The second half of season 2 is where I think The Bear really earned its reputation as a good show. The 6th episode in particular, "Fishes", is just a massive flashback that runs through a particularly traumatic family gathering at Christmas, contextualizing A LOT of trauma, tension, and unseen relationships for the first time in the show. Carmy's mom has a breakdown while cooking dinner, his brother is shown to be much angrier and chaotic than seen before, and the audience finally gets to see Richie's wife before they divorce. Besides being a fantastically written, well-paced buildup of family tensions with a climactic ending argument that I'm sure has been engraved in the viewer's minds, I think it gives the audience the background and reasoning to actually care and understand the characters that they've been watching for a season and a half. I finally understand why Carmy's having a panic attack twice every episode, I finally understand why the restaurant was in the state it was at the beginning of the show (Carmy's brother is an asswipe), and I finally have a reason to sympathize with Richie since now I know exactly what he lost (his life with his wife and daughter) to make him such an asshole with no life. Episode 6 is the big fix for any past issues I had with the show.

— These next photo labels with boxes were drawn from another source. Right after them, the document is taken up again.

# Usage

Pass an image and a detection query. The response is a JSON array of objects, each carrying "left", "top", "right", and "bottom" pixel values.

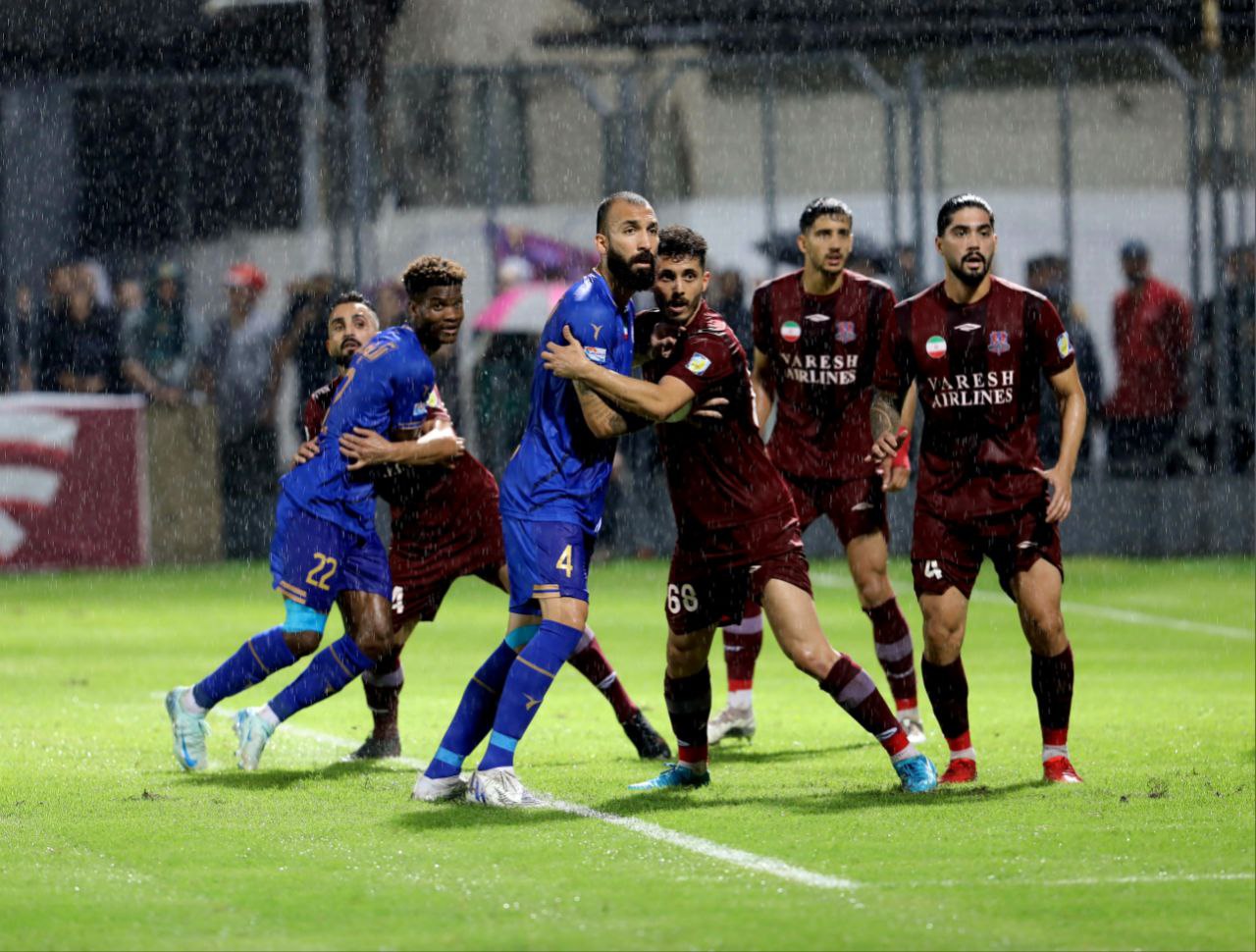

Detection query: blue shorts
[
  {"left": 270, "top": 493, "right": 392, "bottom": 614},
  {"left": 501, "top": 515, "right": 597, "bottom": 615}
]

And if Episode 6 was the fix the show needed, Episode 7 "Forks" is the character study that made me actually care about the show. With Richie of all characters! As a sort of punishment/education trip mandated by Carmy, Richie is sent to an extremely high-class restaurant as a humble fork cleaner, which really pisses Richie off. However, the longer he spends at the upscale restaurant, the more he begins to enjoy and understand the mentality of the employees at the restaurant. Richie is exposed to extremely caring staff who care about nothing else than their customer's experiences, which seems to resonate with Richie after a week or two of working there. When his time at the high-end establishment comes to an end, Richie is deeply saddened, and so he strives to embody the same customer-first mentality when he returns to work at The Bear.
This episode worked on several fronts for me. Firstly, doing a full episode character study on a single perspective allows the show to be much more in-depth and well crafted when it comes to making me care about a character, since I'm not switching to a new one every two minutes. Secondly, centering this episode on Richie of all people allowed me to take a character I frankly hated and spend an entire experience alongside him, letting him grow and develop a kinder, empathetic perspective while letting the audience watch this metamorphosis happen rather than making him go through everything offscreen while we followed Carmy or Sydney around. Watching the show take a hated character and making him much kinder, considerate, and fleshed out was what finally got me invested in the show after so long, and I'm happy to say that the episode marked a real turnaround in how much I would enjoy every subsequent episode.
I'm going to end this blog post with that instead of delving into my thoughts on the season 2 finale or the third season because I watched all of those episodes on the same day I'm writing this, so I don't think my thoughts/opinions on them have been fully developed or cemented in my mind. Overall, while the Bear takes a while to get its gears turning, when it finally does kick off, it really works for me. Maybe I'll write another blog about it when I finish it!